【映画】最近観た映画2023年2月

2月から5月くらいまで、昨年のカンヌ出品作品やアカデミー賞絡みの作品が立て続けに上映される時期なので、うかうかしてると気付かぬ間に始まってタイミング合わずに見逃しがち。とりあえず去年のカンヌパルムドールだった二作「コンパートメントNo.6」と「逆転のトライアングル」は首を長くして待ってた作品だったので、速攻チケット確保して鑑賞。
狭い空間で起きる人間模様が徐々に変化してくるクオスマネンの「コンパートメントNo.6」。派手さや劇的な進展があるわけでは無いのだけど、滋味に響くエスプリが効いた良作。”くたばれ!”のセリフに主人公と同じく顔がニヤける。
毎度、倫理観を揺さぶってくるオストルンドの「逆転のトライアングル」はとにかくはちゃめちゃで腹を抱えて笑った笑った。
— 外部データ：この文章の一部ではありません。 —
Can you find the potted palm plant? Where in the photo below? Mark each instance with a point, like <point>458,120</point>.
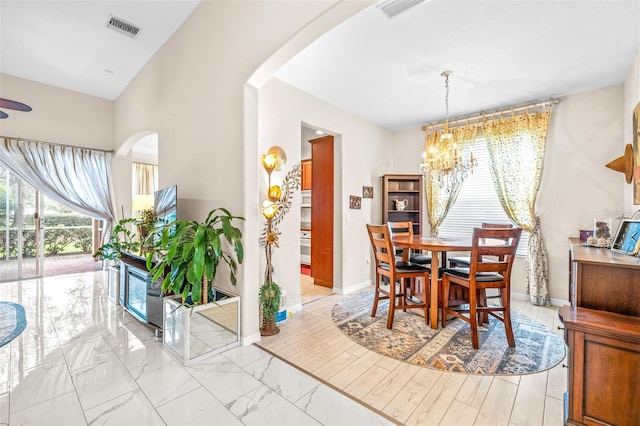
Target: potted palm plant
<point>270,305</point>
<point>146,225</point>
<point>198,320</point>
<point>121,239</point>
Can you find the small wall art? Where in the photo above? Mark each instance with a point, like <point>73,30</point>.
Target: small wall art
<point>636,152</point>
<point>355,202</point>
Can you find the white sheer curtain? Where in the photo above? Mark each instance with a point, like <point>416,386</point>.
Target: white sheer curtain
<point>79,178</point>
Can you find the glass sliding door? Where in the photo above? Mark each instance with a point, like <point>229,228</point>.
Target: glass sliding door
<point>40,237</point>
<point>21,247</point>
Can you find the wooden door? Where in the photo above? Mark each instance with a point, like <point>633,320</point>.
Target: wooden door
<point>322,211</point>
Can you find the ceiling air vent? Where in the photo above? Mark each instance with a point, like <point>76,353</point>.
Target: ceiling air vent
<point>122,26</point>
<point>392,7</point>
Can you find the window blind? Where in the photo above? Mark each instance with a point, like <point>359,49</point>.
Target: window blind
<point>478,202</point>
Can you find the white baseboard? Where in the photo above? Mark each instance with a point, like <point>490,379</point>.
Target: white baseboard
<point>251,339</point>
<point>352,288</point>
<point>554,302</point>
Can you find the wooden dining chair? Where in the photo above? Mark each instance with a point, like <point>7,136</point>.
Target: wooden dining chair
<point>404,229</point>
<point>464,261</point>
<point>404,292</point>
<point>482,274</point>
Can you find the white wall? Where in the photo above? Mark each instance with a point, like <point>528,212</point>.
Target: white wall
<point>194,94</point>
<point>362,156</point>
<point>583,136</point>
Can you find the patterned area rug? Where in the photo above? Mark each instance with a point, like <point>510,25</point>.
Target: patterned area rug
<point>12,321</point>
<point>413,341</point>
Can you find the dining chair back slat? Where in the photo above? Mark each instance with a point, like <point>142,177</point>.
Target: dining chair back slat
<point>405,229</point>
<point>464,261</point>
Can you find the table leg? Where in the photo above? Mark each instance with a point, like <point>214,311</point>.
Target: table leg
<point>433,307</point>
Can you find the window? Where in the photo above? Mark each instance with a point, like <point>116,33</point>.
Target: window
<point>478,202</point>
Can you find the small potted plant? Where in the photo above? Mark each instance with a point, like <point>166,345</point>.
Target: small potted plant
<point>146,225</point>
<point>121,239</point>
<point>269,305</point>
<point>187,258</point>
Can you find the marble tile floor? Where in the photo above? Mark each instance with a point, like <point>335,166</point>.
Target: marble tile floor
<point>83,360</point>
<point>413,395</point>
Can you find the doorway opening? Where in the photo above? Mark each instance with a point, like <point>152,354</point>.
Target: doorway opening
<point>316,215</point>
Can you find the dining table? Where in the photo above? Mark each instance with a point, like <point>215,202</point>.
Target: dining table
<point>438,246</point>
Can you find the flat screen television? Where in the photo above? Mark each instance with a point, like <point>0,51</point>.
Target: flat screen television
<point>627,240</point>
<point>166,206</point>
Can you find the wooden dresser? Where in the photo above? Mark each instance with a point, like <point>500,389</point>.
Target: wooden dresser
<point>602,331</point>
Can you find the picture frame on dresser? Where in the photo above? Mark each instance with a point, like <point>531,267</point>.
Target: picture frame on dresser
<point>627,239</point>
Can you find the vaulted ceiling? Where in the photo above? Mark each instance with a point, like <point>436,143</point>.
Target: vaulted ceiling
<point>386,70</point>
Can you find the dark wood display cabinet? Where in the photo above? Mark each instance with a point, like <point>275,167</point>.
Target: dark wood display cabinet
<point>400,188</point>
<point>602,332</point>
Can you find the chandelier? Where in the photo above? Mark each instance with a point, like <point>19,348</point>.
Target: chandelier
<point>443,158</point>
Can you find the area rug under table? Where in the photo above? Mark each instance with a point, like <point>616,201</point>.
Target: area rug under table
<point>12,321</point>
<point>413,341</point>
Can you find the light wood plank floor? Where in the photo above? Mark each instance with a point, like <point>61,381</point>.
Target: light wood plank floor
<point>413,395</point>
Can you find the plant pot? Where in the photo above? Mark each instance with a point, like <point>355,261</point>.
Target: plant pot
<point>113,284</point>
<point>194,333</point>
<point>269,327</point>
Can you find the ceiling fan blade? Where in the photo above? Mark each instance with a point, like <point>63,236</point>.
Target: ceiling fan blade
<point>18,106</point>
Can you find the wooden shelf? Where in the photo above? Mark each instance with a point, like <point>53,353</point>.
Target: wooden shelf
<point>400,187</point>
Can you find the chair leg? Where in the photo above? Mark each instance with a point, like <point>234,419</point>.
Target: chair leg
<point>473,318</point>
<point>376,298</point>
<point>392,304</point>
<point>483,317</point>
<point>446,286</point>
<point>506,304</point>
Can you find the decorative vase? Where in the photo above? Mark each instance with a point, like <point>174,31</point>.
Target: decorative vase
<point>269,327</point>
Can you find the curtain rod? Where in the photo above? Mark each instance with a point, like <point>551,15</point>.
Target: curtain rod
<point>551,102</point>
<point>59,144</point>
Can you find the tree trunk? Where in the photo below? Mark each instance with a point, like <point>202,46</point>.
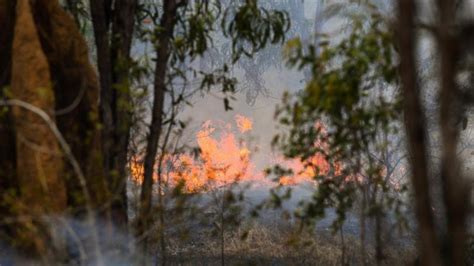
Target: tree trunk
<point>167,24</point>
<point>416,134</point>
<point>113,38</point>
<point>455,188</point>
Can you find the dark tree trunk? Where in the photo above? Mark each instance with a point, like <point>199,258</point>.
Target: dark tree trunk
<point>416,134</point>
<point>455,188</point>
<point>113,37</point>
<point>167,24</point>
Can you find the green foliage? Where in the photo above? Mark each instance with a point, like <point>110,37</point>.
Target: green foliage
<point>353,94</point>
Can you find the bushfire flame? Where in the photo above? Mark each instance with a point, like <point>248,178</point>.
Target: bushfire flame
<point>224,159</point>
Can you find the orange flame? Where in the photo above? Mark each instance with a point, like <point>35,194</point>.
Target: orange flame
<point>224,160</point>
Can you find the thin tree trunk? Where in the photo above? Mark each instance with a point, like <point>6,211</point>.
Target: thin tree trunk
<point>416,134</point>
<point>167,24</point>
<point>454,187</point>
<point>113,38</point>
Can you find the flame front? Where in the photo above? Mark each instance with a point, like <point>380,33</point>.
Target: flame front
<point>224,160</point>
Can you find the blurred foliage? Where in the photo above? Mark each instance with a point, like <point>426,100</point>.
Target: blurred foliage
<point>352,92</point>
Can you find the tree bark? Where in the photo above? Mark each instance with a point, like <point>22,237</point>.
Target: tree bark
<point>113,38</point>
<point>455,188</point>
<point>416,134</point>
<point>167,24</point>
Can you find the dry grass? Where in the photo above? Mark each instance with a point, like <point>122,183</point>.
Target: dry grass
<point>278,245</point>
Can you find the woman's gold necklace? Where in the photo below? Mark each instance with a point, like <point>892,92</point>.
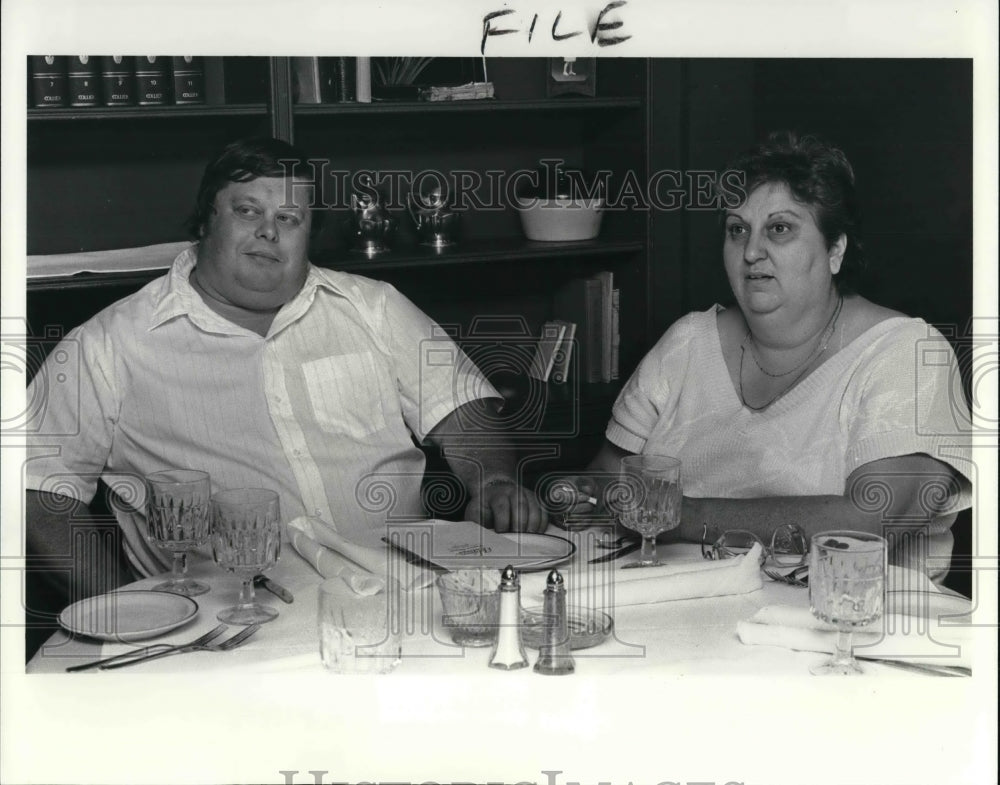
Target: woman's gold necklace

概ね好評だけどガーディアン誌の批評で前作までの繊細さが皆無と評されていたが、たしかにそれも一理あるけど突き抜け方は段違いにぶっ飛んでるので、どっちを取るかだったらはちゃめちゃな方だったんじゃないかな。
他に新作ではチャヌクの「別れる決心」が中々に尾を引く傑作。情報量の多さから初見時で全てを理解できてない所も多そうなので、出来ればもう一度観たい。作り込みとケレン味が凄かった前作「お嬢さん」が、ちょっと個人的にはしっくり来なかったので、あまり期待してなかったんだけど、人間関係の機微を繊細に描きながら、かつダイナミズムのある映像もちゃんと無理なく織り交ぜていてバランスがすごい。描写の滑稽さコミカルに転化してる所も上手い。
ボウイのドキュメンタリー「ムーンエイジデイドリーム」はいち早く行われた先行上映で鑑賞。音楽メインで作られるのかと思いきや、ボウイの肉声で語られる人生観をある程度時系列に沿ってまとめ上げられてた。とにかくボウイの言葉が矢継ぎ早に出てくるので、気合い入れないと追いつかないくらい膨大。
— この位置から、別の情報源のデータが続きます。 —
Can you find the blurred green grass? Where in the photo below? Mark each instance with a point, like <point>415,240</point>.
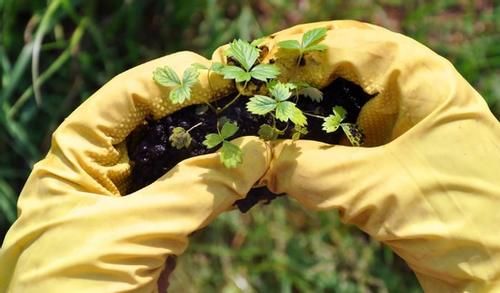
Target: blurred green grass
<point>54,54</point>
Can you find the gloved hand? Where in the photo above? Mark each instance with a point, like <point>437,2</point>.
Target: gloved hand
<point>427,182</point>
<point>76,233</point>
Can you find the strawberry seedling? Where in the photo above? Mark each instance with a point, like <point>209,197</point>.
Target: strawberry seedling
<point>263,105</point>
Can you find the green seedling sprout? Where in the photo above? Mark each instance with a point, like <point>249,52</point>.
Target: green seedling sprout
<point>181,138</point>
<point>280,103</point>
<point>310,42</point>
<point>180,89</point>
<point>230,154</point>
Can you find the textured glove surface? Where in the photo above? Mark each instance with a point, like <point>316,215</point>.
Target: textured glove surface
<point>76,233</point>
<point>428,181</point>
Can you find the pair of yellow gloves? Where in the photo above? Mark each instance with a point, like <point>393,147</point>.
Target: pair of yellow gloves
<point>427,184</point>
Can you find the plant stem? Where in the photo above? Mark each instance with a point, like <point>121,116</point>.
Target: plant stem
<point>211,107</point>
<point>314,115</point>
<point>193,127</point>
<point>229,104</point>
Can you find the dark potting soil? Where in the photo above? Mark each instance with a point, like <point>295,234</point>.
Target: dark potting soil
<point>152,155</point>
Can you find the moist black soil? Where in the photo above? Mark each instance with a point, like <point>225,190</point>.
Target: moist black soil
<point>152,155</point>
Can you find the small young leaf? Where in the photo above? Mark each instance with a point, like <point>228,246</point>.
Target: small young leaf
<point>230,154</point>
<point>190,76</point>
<point>236,73</point>
<point>267,132</point>
<point>299,131</point>
<point>340,111</point>
<point>298,118</point>
<point>228,130</point>
<point>244,53</point>
<point>180,138</point>
<point>290,45</point>
<point>166,76</point>
<point>265,71</point>
<point>313,93</point>
<point>212,140</point>
<point>331,123</point>
<point>313,37</point>
<point>261,105</point>
<point>281,91</point>
<point>285,111</point>
<point>258,41</point>
<point>199,66</point>
<point>180,94</point>
<point>318,47</point>
<point>217,67</point>
<point>353,133</point>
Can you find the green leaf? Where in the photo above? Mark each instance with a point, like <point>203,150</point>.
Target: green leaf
<point>199,66</point>
<point>217,67</point>
<point>231,155</point>
<point>180,138</point>
<point>353,133</point>
<point>261,105</point>
<point>332,122</point>
<point>180,94</point>
<point>313,37</point>
<point>265,71</point>
<point>313,93</point>
<point>267,132</point>
<point>318,47</point>
<point>299,131</point>
<point>236,73</point>
<point>290,45</point>
<point>281,91</point>
<point>212,140</point>
<point>228,130</point>
<point>288,111</point>
<point>244,53</point>
<point>166,76</point>
<point>190,76</point>
<point>258,41</point>
<point>340,111</point>
<point>298,118</point>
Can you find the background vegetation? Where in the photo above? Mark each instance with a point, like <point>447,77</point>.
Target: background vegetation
<point>54,54</point>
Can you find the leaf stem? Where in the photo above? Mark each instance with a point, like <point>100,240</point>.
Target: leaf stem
<point>228,104</point>
<point>194,126</point>
<point>314,115</point>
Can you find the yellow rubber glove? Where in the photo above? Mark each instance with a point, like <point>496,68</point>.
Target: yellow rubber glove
<point>76,233</point>
<point>427,183</point>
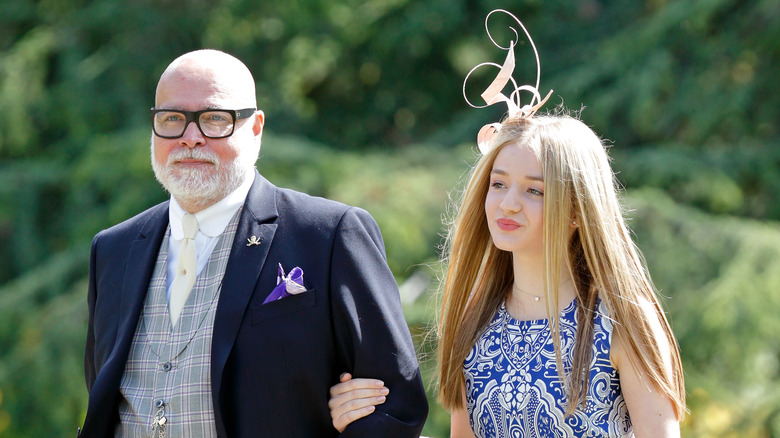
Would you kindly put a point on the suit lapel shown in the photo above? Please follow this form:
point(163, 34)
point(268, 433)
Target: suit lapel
point(247, 258)
point(141, 260)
子供の付き添いで新海誠の「すずめの戸締まり」を観たけどちょっとねぇ。震災をアニミズムに結びつける描き方が如何なものか。ポストジブリって位置付けされてるけど、宮崎駿はそんな事しないしねぇ…。なんか魔女宅だなぁって思ってたらインタビューで挙げてた。
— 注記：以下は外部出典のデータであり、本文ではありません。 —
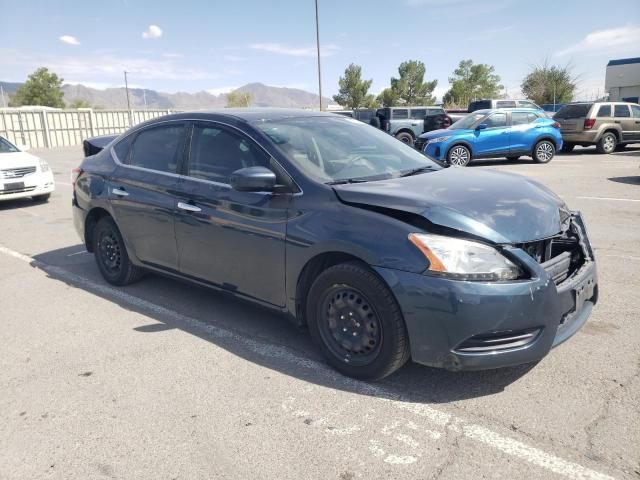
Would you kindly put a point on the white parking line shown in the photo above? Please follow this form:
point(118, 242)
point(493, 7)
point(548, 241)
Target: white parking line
point(479, 433)
point(610, 199)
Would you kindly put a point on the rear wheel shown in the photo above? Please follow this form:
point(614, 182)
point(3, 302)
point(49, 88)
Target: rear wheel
point(405, 137)
point(459, 155)
point(567, 147)
point(544, 151)
point(607, 143)
point(111, 254)
point(356, 321)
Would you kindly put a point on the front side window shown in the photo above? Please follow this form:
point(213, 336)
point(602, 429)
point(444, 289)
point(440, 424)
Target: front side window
point(217, 152)
point(496, 120)
point(158, 148)
point(400, 114)
point(333, 149)
point(621, 111)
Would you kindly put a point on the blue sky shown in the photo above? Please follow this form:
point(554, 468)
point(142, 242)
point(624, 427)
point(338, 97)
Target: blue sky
point(218, 45)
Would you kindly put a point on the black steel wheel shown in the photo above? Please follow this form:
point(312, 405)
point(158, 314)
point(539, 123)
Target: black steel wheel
point(111, 254)
point(356, 321)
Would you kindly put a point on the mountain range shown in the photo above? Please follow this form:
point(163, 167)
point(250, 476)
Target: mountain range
point(116, 98)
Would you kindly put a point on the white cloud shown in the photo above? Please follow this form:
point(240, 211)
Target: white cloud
point(306, 51)
point(220, 90)
point(69, 40)
point(621, 39)
point(153, 31)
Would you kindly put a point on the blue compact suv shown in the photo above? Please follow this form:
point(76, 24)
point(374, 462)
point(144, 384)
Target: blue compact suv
point(509, 133)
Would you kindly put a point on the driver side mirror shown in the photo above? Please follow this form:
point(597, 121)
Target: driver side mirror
point(253, 179)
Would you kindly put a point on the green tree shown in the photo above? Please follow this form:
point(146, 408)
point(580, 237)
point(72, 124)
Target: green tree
point(471, 82)
point(238, 99)
point(79, 103)
point(388, 98)
point(546, 84)
point(411, 87)
point(353, 91)
point(41, 88)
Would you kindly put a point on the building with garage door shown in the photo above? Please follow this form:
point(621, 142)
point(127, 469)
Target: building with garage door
point(622, 81)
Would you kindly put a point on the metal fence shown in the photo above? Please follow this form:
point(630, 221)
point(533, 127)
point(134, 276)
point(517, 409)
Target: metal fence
point(63, 128)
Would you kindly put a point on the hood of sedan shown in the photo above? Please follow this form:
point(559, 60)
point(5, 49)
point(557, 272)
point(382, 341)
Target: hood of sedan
point(18, 160)
point(498, 206)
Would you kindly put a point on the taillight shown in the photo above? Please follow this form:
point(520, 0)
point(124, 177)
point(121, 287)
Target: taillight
point(75, 173)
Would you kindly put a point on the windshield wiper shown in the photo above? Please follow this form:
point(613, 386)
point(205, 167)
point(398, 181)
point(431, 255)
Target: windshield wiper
point(346, 180)
point(415, 171)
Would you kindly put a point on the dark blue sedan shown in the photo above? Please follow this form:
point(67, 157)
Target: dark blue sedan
point(385, 255)
point(507, 132)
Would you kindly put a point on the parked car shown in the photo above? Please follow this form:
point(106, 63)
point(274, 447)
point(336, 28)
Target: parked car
point(492, 104)
point(509, 133)
point(23, 175)
point(406, 123)
point(607, 125)
point(384, 255)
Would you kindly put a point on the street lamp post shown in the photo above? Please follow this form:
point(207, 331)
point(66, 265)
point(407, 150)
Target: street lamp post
point(318, 48)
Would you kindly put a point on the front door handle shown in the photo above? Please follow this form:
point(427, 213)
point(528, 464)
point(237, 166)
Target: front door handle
point(188, 207)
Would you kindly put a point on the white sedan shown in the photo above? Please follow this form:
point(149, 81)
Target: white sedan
point(23, 175)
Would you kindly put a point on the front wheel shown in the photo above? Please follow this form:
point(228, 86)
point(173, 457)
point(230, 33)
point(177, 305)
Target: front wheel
point(111, 254)
point(405, 137)
point(357, 323)
point(459, 156)
point(544, 151)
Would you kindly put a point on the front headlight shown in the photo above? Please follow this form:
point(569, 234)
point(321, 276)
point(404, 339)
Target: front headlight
point(464, 259)
point(438, 140)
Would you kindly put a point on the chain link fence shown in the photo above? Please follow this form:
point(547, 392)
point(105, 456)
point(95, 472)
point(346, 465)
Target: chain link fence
point(43, 128)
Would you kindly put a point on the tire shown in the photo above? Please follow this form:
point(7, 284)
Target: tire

今月はヴァルダの「冬の旅」を観るため、他の作品も鑑賞。「冬の旅」は昨今のローデンの「WANDA」や、アケルマン、ライカートの流れで観るとかなり重要な位置にある一作だと思う。ドキュメンタリーと劇映画の中間にあるような造りで、主人公の輪郭をインタビュー形式で浮かび上がらせる。男性側と女性側で社会との繋がりの視点が如実に異なっていて、男性優位社会と階級社会の実情をまざまざと突きつける。
ほとんど観ていなかったヒッチコックの作品をぼちぼち観始めているのだけど、「めまい」は圧倒された。後半のサイケデリックな描写や、知らずにファムファタルと再開し抱擁するシーンの夢見心地な幽玄さの凄まじさ。色んな監督が、ここにあるエッセンスを換骨奪胎して取り入れようとするのも良くわかる。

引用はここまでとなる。